First, though, we have to come to an understanding that the problem can’t be solved if we go into this mission blaming battered women for the circumstances in which they find themselves. Janay apologized for being knocked out, for goodness sake. That’s so sad. Somebody saying “I’m sorry for running my face into that left hook you threw” tells us a lot about the magnitude of the problem.


No woman should have to ask for forgiveness or make excuses for being injured and embarrassed before the world. Janay didn’t have it “coming to her.” An attitude of “It takes two to tango” is an insult to her and all the women who have had to suffer bodily or emotional harm from some out-of-control macho tyrannical beast of a man.

Men, particularly, need to step up to the plate and take a major role in fixing this problem where, instead of women being able to just be, they have to clutch their car keys and double check to make sure their doors are locked and walk in the light and hasten their steps when someone is behind them and cross the street when a stranger approaches and look for exit routes and hold the phone ready to dial a friend.

There are those who hold the view that “She should leave” like that’s as easy as it seems. “She’s just with him for the money,” others say, as though there isn’t a poor woman out there somewhere, in this very moment probably, getting stomped unmercifully by some ruthless man who doesn’t, as they used to say, have a pot to pee in. And the woman will stay in the relationship.

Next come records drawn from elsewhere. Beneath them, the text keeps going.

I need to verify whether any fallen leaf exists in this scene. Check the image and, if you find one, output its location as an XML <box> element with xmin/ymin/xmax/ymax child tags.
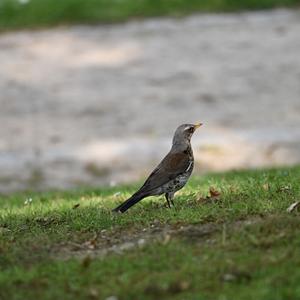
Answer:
<box><xmin>81</xmin><ymin>255</ymin><xmax>92</xmax><ymax>269</ymax></box>
<box><xmin>286</xmin><ymin>201</ymin><xmax>300</xmax><ymax>213</ymax></box>
<box><xmin>277</xmin><ymin>185</ymin><xmax>292</xmax><ymax>193</ymax></box>
<box><xmin>209</xmin><ymin>187</ymin><xmax>221</xmax><ymax>198</ymax></box>
<box><xmin>168</xmin><ymin>281</ymin><xmax>190</xmax><ymax>294</ymax></box>
<box><xmin>89</xmin><ymin>287</ymin><xmax>99</xmax><ymax>299</ymax></box>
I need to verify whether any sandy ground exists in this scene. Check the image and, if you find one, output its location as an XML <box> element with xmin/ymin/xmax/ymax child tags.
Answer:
<box><xmin>0</xmin><ymin>10</ymin><xmax>300</xmax><ymax>192</ymax></box>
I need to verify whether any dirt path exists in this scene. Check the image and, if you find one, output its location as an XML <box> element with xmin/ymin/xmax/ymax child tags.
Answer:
<box><xmin>0</xmin><ymin>10</ymin><xmax>300</xmax><ymax>192</ymax></box>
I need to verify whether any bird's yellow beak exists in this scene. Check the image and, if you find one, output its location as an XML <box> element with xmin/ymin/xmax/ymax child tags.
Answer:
<box><xmin>194</xmin><ymin>123</ymin><xmax>203</xmax><ymax>129</ymax></box>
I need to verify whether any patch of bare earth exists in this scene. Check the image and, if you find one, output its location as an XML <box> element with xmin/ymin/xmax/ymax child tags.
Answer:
<box><xmin>51</xmin><ymin>217</ymin><xmax>263</xmax><ymax>259</ymax></box>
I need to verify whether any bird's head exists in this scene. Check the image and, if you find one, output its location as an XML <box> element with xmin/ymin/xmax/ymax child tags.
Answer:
<box><xmin>173</xmin><ymin>123</ymin><xmax>203</xmax><ymax>145</ymax></box>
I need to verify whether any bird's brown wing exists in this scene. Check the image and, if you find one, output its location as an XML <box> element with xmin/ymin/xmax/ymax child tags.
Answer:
<box><xmin>139</xmin><ymin>152</ymin><xmax>190</xmax><ymax>193</ymax></box>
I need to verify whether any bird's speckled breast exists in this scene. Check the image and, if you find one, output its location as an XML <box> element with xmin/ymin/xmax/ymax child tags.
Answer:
<box><xmin>159</xmin><ymin>153</ymin><xmax>194</xmax><ymax>194</ymax></box>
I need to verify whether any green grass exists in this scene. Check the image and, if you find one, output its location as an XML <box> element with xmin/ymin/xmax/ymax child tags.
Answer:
<box><xmin>0</xmin><ymin>166</ymin><xmax>300</xmax><ymax>300</ymax></box>
<box><xmin>0</xmin><ymin>0</ymin><xmax>300</xmax><ymax>30</ymax></box>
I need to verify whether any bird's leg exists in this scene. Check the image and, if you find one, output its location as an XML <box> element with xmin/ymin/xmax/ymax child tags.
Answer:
<box><xmin>165</xmin><ymin>193</ymin><xmax>175</xmax><ymax>208</ymax></box>
<box><xmin>165</xmin><ymin>193</ymin><xmax>171</xmax><ymax>208</ymax></box>
<box><xmin>169</xmin><ymin>193</ymin><xmax>175</xmax><ymax>206</ymax></box>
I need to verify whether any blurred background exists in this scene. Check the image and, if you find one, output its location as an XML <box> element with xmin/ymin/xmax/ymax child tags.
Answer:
<box><xmin>0</xmin><ymin>0</ymin><xmax>300</xmax><ymax>193</ymax></box>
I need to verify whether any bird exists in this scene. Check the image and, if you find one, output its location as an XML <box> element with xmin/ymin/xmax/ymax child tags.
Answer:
<box><xmin>113</xmin><ymin>123</ymin><xmax>203</xmax><ymax>213</ymax></box>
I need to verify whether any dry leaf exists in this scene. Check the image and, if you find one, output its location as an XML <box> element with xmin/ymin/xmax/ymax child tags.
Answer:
<box><xmin>209</xmin><ymin>187</ymin><xmax>221</xmax><ymax>198</ymax></box>
<box><xmin>263</xmin><ymin>183</ymin><xmax>270</xmax><ymax>191</ymax></box>
<box><xmin>81</xmin><ymin>255</ymin><xmax>92</xmax><ymax>269</ymax></box>
<box><xmin>286</xmin><ymin>201</ymin><xmax>300</xmax><ymax>212</ymax></box>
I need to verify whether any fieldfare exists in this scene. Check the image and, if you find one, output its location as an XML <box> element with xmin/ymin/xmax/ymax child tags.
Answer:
<box><xmin>113</xmin><ymin>123</ymin><xmax>202</xmax><ymax>213</ymax></box>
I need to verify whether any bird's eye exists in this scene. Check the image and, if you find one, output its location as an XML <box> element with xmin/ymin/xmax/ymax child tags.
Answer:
<box><xmin>185</xmin><ymin>126</ymin><xmax>194</xmax><ymax>132</ymax></box>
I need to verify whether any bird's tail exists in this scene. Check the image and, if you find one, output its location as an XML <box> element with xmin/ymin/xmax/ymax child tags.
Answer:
<box><xmin>113</xmin><ymin>192</ymin><xmax>146</xmax><ymax>213</ymax></box>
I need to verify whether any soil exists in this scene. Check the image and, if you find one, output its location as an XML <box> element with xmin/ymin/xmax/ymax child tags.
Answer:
<box><xmin>0</xmin><ymin>10</ymin><xmax>300</xmax><ymax>193</ymax></box>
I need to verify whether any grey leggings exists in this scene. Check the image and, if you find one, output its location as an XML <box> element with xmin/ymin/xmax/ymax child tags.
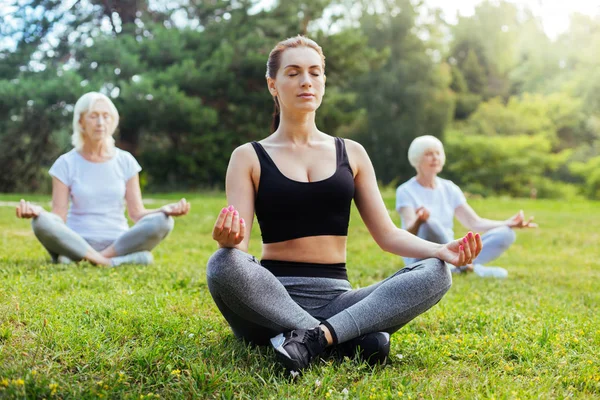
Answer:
<box><xmin>404</xmin><ymin>218</ymin><xmax>517</xmax><ymax>265</ymax></box>
<box><xmin>206</xmin><ymin>249</ymin><xmax>452</xmax><ymax>344</ymax></box>
<box><xmin>31</xmin><ymin>212</ymin><xmax>174</xmax><ymax>261</ymax></box>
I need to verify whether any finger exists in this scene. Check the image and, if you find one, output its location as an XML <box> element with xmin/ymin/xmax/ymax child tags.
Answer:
<box><xmin>462</xmin><ymin>236</ymin><xmax>471</xmax><ymax>264</ymax></box>
<box><xmin>229</xmin><ymin>210</ymin><xmax>240</xmax><ymax>239</ymax></box>
<box><xmin>525</xmin><ymin>217</ymin><xmax>533</xmax><ymax>226</ymax></box>
<box><xmin>467</xmin><ymin>232</ymin><xmax>477</xmax><ymax>259</ymax></box>
<box><xmin>235</xmin><ymin>218</ymin><xmax>246</xmax><ymax>244</ymax></box>
<box><xmin>213</xmin><ymin>207</ymin><xmax>227</xmax><ymax>239</ymax></box>
<box><xmin>455</xmin><ymin>244</ymin><xmax>466</xmax><ymax>267</ymax></box>
<box><xmin>223</xmin><ymin>211</ymin><xmax>233</xmax><ymax>231</ymax></box>
<box><xmin>475</xmin><ymin>233</ymin><xmax>483</xmax><ymax>256</ymax></box>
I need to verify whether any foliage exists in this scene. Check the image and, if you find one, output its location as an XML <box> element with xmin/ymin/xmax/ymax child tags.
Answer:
<box><xmin>444</xmin><ymin>131</ymin><xmax>573</xmax><ymax>197</ymax></box>
<box><xmin>0</xmin><ymin>0</ymin><xmax>600</xmax><ymax>196</ymax></box>
<box><xmin>0</xmin><ymin>191</ymin><xmax>600</xmax><ymax>399</ymax></box>
<box><xmin>570</xmin><ymin>157</ymin><xmax>600</xmax><ymax>200</ymax></box>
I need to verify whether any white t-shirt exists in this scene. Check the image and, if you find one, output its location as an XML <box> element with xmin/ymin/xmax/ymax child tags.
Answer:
<box><xmin>49</xmin><ymin>149</ymin><xmax>142</xmax><ymax>241</ymax></box>
<box><xmin>396</xmin><ymin>177</ymin><xmax>467</xmax><ymax>237</ymax></box>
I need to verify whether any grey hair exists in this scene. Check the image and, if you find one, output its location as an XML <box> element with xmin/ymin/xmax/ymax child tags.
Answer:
<box><xmin>71</xmin><ymin>92</ymin><xmax>119</xmax><ymax>153</ymax></box>
<box><xmin>408</xmin><ymin>135</ymin><xmax>446</xmax><ymax>169</ymax></box>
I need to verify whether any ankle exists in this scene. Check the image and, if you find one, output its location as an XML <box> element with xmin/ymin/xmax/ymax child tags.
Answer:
<box><xmin>319</xmin><ymin>324</ymin><xmax>333</xmax><ymax>346</ymax></box>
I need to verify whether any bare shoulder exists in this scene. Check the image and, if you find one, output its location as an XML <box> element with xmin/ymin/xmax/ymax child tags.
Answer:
<box><xmin>344</xmin><ymin>139</ymin><xmax>371</xmax><ymax>175</ymax></box>
<box><xmin>230</xmin><ymin>143</ymin><xmax>258</xmax><ymax>165</ymax></box>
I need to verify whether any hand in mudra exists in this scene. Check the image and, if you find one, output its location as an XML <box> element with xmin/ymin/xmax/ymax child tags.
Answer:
<box><xmin>213</xmin><ymin>206</ymin><xmax>246</xmax><ymax>247</ymax></box>
<box><xmin>436</xmin><ymin>232</ymin><xmax>483</xmax><ymax>267</ymax></box>
<box><xmin>415</xmin><ymin>206</ymin><xmax>429</xmax><ymax>222</ymax></box>
<box><xmin>16</xmin><ymin>199</ymin><xmax>44</xmax><ymax>218</ymax></box>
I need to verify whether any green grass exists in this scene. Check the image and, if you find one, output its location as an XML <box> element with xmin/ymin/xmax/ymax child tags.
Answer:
<box><xmin>0</xmin><ymin>192</ymin><xmax>600</xmax><ymax>399</ymax></box>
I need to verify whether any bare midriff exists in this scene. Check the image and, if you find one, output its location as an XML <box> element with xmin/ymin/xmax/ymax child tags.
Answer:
<box><xmin>261</xmin><ymin>236</ymin><xmax>347</xmax><ymax>264</ymax></box>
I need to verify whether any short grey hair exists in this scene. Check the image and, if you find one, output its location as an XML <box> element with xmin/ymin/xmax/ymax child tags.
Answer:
<box><xmin>71</xmin><ymin>92</ymin><xmax>119</xmax><ymax>153</ymax></box>
<box><xmin>408</xmin><ymin>135</ymin><xmax>446</xmax><ymax>169</ymax></box>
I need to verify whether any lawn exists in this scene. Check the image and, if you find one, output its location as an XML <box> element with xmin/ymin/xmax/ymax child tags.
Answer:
<box><xmin>0</xmin><ymin>191</ymin><xmax>600</xmax><ymax>399</ymax></box>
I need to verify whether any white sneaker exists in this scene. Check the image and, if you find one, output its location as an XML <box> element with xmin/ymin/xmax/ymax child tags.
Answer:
<box><xmin>473</xmin><ymin>264</ymin><xmax>508</xmax><ymax>279</ymax></box>
<box><xmin>110</xmin><ymin>251</ymin><xmax>154</xmax><ymax>267</ymax></box>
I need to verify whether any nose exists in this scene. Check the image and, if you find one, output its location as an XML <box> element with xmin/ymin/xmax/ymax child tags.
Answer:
<box><xmin>300</xmin><ymin>72</ymin><xmax>312</xmax><ymax>88</ymax></box>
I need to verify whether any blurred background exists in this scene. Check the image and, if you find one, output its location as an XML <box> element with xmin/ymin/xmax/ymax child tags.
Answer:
<box><xmin>0</xmin><ymin>0</ymin><xmax>600</xmax><ymax>199</ymax></box>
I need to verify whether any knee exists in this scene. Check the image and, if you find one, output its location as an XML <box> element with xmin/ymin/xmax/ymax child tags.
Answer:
<box><xmin>144</xmin><ymin>212</ymin><xmax>175</xmax><ymax>239</ymax></box>
<box><xmin>497</xmin><ymin>226</ymin><xmax>517</xmax><ymax>248</ymax></box>
<box><xmin>206</xmin><ymin>248</ymin><xmax>252</xmax><ymax>284</ymax></box>
<box><xmin>424</xmin><ymin>258</ymin><xmax>452</xmax><ymax>294</ymax></box>
<box><xmin>31</xmin><ymin>212</ymin><xmax>64</xmax><ymax>238</ymax></box>
<box><xmin>417</xmin><ymin>218</ymin><xmax>452</xmax><ymax>244</ymax></box>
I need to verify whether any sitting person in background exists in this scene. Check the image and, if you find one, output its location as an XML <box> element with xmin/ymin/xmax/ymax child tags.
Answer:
<box><xmin>16</xmin><ymin>92</ymin><xmax>190</xmax><ymax>266</ymax></box>
<box><xmin>396</xmin><ymin>135</ymin><xmax>537</xmax><ymax>278</ymax></box>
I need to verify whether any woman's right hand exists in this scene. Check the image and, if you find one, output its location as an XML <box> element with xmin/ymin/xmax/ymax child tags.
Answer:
<box><xmin>436</xmin><ymin>232</ymin><xmax>483</xmax><ymax>267</ymax></box>
<box><xmin>17</xmin><ymin>199</ymin><xmax>44</xmax><ymax>218</ymax></box>
<box><xmin>213</xmin><ymin>206</ymin><xmax>246</xmax><ymax>247</ymax></box>
<box><xmin>415</xmin><ymin>206</ymin><xmax>429</xmax><ymax>223</ymax></box>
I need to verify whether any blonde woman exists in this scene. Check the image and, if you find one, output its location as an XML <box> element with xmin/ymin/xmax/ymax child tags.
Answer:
<box><xmin>16</xmin><ymin>92</ymin><xmax>190</xmax><ymax>266</ymax></box>
<box><xmin>396</xmin><ymin>135</ymin><xmax>537</xmax><ymax>278</ymax></box>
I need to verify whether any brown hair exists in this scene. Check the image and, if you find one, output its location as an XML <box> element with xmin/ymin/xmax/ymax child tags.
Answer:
<box><xmin>266</xmin><ymin>35</ymin><xmax>325</xmax><ymax>133</ymax></box>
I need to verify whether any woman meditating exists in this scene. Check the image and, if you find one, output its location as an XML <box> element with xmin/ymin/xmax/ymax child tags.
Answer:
<box><xmin>207</xmin><ymin>36</ymin><xmax>481</xmax><ymax>371</ymax></box>
<box><xmin>396</xmin><ymin>135</ymin><xmax>537</xmax><ymax>278</ymax></box>
<box><xmin>16</xmin><ymin>92</ymin><xmax>190</xmax><ymax>266</ymax></box>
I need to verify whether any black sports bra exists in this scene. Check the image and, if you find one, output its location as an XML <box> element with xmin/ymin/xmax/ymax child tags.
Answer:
<box><xmin>252</xmin><ymin>138</ymin><xmax>354</xmax><ymax>243</ymax></box>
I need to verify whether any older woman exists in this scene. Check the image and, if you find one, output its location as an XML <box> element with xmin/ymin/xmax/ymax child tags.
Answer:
<box><xmin>396</xmin><ymin>135</ymin><xmax>537</xmax><ymax>278</ymax></box>
<box><xmin>16</xmin><ymin>92</ymin><xmax>190</xmax><ymax>266</ymax></box>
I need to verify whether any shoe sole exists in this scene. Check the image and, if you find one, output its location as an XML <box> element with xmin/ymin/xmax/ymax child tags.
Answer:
<box><xmin>270</xmin><ymin>333</ymin><xmax>302</xmax><ymax>372</ymax></box>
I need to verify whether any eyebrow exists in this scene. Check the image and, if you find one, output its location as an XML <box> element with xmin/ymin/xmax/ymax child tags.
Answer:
<box><xmin>285</xmin><ymin>64</ymin><xmax>321</xmax><ymax>69</ymax></box>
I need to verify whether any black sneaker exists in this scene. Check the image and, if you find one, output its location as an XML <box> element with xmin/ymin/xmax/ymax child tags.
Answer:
<box><xmin>336</xmin><ymin>332</ymin><xmax>390</xmax><ymax>366</ymax></box>
<box><xmin>271</xmin><ymin>327</ymin><xmax>327</xmax><ymax>372</ymax></box>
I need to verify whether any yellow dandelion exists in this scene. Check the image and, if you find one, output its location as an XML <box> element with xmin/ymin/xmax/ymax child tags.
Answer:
<box><xmin>48</xmin><ymin>383</ymin><xmax>58</xmax><ymax>395</ymax></box>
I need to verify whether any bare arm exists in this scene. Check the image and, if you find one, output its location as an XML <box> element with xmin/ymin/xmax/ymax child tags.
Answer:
<box><xmin>16</xmin><ymin>177</ymin><xmax>69</xmax><ymax>222</ymax></box>
<box><xmin>213</xmin><ymin>143</ymin><xmax>260</xmax><ymax>252</ymax></box>
<box><xmin>398</xmin><ymin>207</ymin><xmax>429</xmax><ymax>235</ymax></box>
<box><xmin>125</xmin><ymin>174</ymin><xmax>190</xmax><ymax>222</ymax></box>
<box><xmin>52</xmin><ymin>177</ymin><xmax>69</xmax><ymax>222</ymax></box>
<box><xmin>346</xmin><ymin>140</ymin><xmax>481</xmax><ymax>266</ymax></box>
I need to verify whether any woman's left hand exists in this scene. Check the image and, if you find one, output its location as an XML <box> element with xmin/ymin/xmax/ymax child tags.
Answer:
<box><xmin>506</xmin><ymin>210</ymin><xmax>538</xmax><ymax>228</ymax></box>
<box><xmin>436</xmin><ymin>232</ymin><xmax>483</xmax><ymax>267</ymax></box>
<box><xmin>160</xmin><ymin>199</ymin><xmax>190</xmax><ymax>217</ymax></box>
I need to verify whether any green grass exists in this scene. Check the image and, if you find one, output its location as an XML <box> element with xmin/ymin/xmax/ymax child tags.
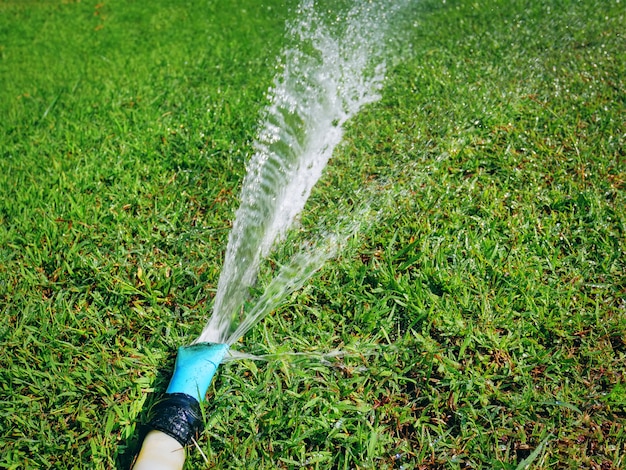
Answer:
<box><xmin>0</xmin><ymin>0</ymin><xmax>626</xmax><ymax>469</ymax></box>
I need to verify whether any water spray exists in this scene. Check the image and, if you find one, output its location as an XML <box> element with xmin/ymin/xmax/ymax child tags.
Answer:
<box><xmin>133</xmin><ymin>0</ymin><xmax>410</xmax><ymax>470</ymax></box>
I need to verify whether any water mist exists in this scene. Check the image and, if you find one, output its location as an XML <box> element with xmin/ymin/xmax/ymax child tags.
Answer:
<box><xmin>134</xmin><ymin>0</ymin><xmax>402</xmax><ymax>470</ymax></box>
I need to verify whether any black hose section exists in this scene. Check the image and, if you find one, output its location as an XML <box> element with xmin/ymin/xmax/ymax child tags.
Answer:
<box><xmin>148</xmin><ymin>393</ymin><xmax>204</xmax><ymax>447</ymax></box>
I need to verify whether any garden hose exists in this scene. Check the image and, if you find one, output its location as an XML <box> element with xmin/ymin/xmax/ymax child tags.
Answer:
<box><xmin>133</xmin><ymin>343</ymin><xmax>228</xmax><ymax>470</ymax></box>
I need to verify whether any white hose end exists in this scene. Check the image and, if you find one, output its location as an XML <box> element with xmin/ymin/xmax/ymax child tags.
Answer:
<box><xmin>133</xmin><ymin>431</ymin><xmax>185</xmax><ymax>470</ymax></box>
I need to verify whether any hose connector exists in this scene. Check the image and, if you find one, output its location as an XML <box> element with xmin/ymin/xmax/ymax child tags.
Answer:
<box><xmin>133</xmin><ymin>343</ymin><xmax>229</xmax><ymax>470</ymax></box>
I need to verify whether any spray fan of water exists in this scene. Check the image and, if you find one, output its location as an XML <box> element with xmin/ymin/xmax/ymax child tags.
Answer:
<box><xmin>195</xmin><ymin>0</ymin><xmax>410</xmax><ymax>345</ymax></box>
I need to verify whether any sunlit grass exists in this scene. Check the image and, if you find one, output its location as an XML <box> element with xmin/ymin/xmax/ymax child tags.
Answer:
<box><xmin>0</xmin><ymin>0</ymin><xmax>626</xmax><ymax>469</ymax></box>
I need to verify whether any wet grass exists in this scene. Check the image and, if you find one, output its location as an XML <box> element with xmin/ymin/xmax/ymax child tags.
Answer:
<box><xmin>0</xmin><ymin>0</ymin><xmax>626</xmax><ymax>469</ymax></box>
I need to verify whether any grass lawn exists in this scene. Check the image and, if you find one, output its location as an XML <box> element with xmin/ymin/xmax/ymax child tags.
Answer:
<box><xmin>0</xmin><ymin>0</ymin><xmax>626</xmax><ymax>470</ymax></box>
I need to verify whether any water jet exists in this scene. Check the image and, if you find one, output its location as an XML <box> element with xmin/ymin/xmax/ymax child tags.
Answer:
<box><xmin>133</xmin><ymin>0</ymin><xmax>409</xmax><ymax>470</ymax></box>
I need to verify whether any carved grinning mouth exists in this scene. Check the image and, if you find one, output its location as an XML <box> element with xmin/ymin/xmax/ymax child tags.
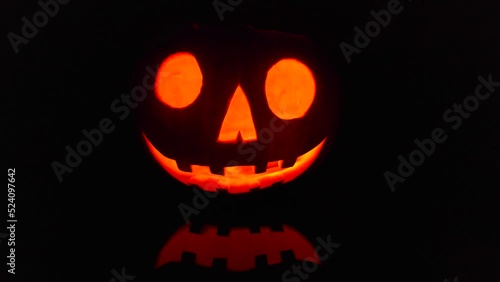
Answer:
<box><xmin>143</xmin><ymin>134</ymin><xmax>326</xmax><ymax>194</ymax></box>
<box><xmin>156</xmin><ymin>225</ymin><xmax>320</xmax><ymax>271</ymax></box>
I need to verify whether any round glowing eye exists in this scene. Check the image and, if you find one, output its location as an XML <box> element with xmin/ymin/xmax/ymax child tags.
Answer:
<box><xmin>265</xmin><ymin>59</ymin><xmax>316</xmax><ymax>120</ymax></box>
<box><xmin>155</xmin><ymin>52</ymin><xmax>203</xmax><ymax>108</ymax></box>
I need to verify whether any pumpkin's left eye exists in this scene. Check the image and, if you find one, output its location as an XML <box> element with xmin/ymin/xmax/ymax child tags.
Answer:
<box><xmin>155</xmin><ymin>52</ymin><xmax>203</xmax><ymax>108</ymax></box>
<box><xmin>265</xmin><ymin>59</ymin><xmax>316</xmax><ymax>120</ymax></box>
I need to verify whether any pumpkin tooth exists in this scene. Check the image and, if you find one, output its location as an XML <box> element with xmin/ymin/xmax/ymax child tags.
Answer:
<box><xmin>212</xmin><ymin>258</ymin><xmax>227</xmax><ymax>271</ymax></box>
<box><xmin>280</xmin><ymin>250</ymin><xmax>296</xmax><ymax>264</ymax></box>
<box><xmin>255</xmin><ymin>160</ymin><xmax>267</xmax><ymax>174</ymax></box>
<box><xmin>181</xmin><ymin>251</ymin><xmax>196</xmax><ymax>265</ymax></box>
<box><xmin>175</xmin><ymin>161</ymin><xmax>193</xmax><ymax>172</ymax></box>
<box><xmin>271</xmin><ymin>224</ymin><xmax>285</xmax><ymax>232</ymax></box>
<box><xmin>217</xmin><ymin>226</ymin><xmax>231</xmax><ymax>236</ymax></box>
<box><xmin>255</xmin><ymin>255</ymin><xmax>269</xmax><ymax>268</ymax></box>
<box><xmin>281</xmin><ymin>158</ymin><xmax>297</xmax><ymax>169</ymax></box>
<box><xmin>210</xmin><ymin>165</ymin><xmax>224</xmax><ymax>176</ymax></box>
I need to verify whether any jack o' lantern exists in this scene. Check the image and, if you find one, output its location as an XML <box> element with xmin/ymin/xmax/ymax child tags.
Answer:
<box><xmin>140</xmin><ymin>24</ymin><xmax>339</xmax><ymax>193</ymax></box>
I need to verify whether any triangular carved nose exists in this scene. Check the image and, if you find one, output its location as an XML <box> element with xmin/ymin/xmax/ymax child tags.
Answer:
<box><xmin>217</xmin><ymin>85</ymin><xmax>257</xmax><ymax>143</ymax></box>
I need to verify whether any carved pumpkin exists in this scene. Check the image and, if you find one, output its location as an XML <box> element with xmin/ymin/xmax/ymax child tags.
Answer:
<box><xmin>155</xmin><ymin>225</ymin><xmax>320</xmax><ymax>271</ymax></box>
<box><xmin>140</xmin><ymin>24</ymin><xmax>339</xmax><ymax>193</ymax></box>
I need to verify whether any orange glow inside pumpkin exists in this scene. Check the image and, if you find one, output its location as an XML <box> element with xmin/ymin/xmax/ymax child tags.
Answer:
<box><xmin>144</xmin><ymin>52</ymin><xmax>326</xmax><ymax>193</ymax></box>
<box><xmin>155</xmin><ymin>52</ymin><xmax>203</xmax><ymax>108</ymax></box>
<box><xmin>265</xmin><ymin>59</ymin><xmax>316</xmax><ymax>120</ymax></box>
<box><xmin>217</xmin><ymin>85</ymin><xmax>257</xmax><ymax>142</ymax></box>
<box><xmin>143</xmin><ymin>134</ymin><xmax>326</xmax><ymax>194</ymax></box>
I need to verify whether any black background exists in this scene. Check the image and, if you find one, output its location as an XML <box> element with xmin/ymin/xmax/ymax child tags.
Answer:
<box><xmin>0</xmin><ymin>0</ymin><xmax>500</xmax><ymax>282</ymax></box>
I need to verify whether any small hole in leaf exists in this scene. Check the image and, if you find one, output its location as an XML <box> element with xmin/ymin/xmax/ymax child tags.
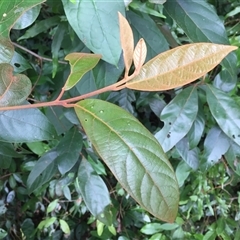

It’s us men who created such a reality for women. We’re the ones who make the sexist jokes. We’re the ones whistling at them and making rude remarks to them wherever they happen to be. And if we aren’t doing those things we’re the ones not chastising those who do.

The sad truth in this is that our children will continue the practice of abusing women far into the century if we don’t model for them what healthy relationships between women and men look like.

For the sake of a more secure world for all people, now and in the future, we need to help our children (especially our sons), in our schools and our homes, form attitudes of zero-tolerance for violence against women.

What I’m suggesting can accurately be defined as a significant “cultural shift” but that’s what’s called for – and we need to get on it right away because in the next 15 seconds, and every unit of 15 seconds thereafter, a woman (like Janay) will be beaten in the United States.

We’re better than that and we can turn that around can’t we? I sure hope so.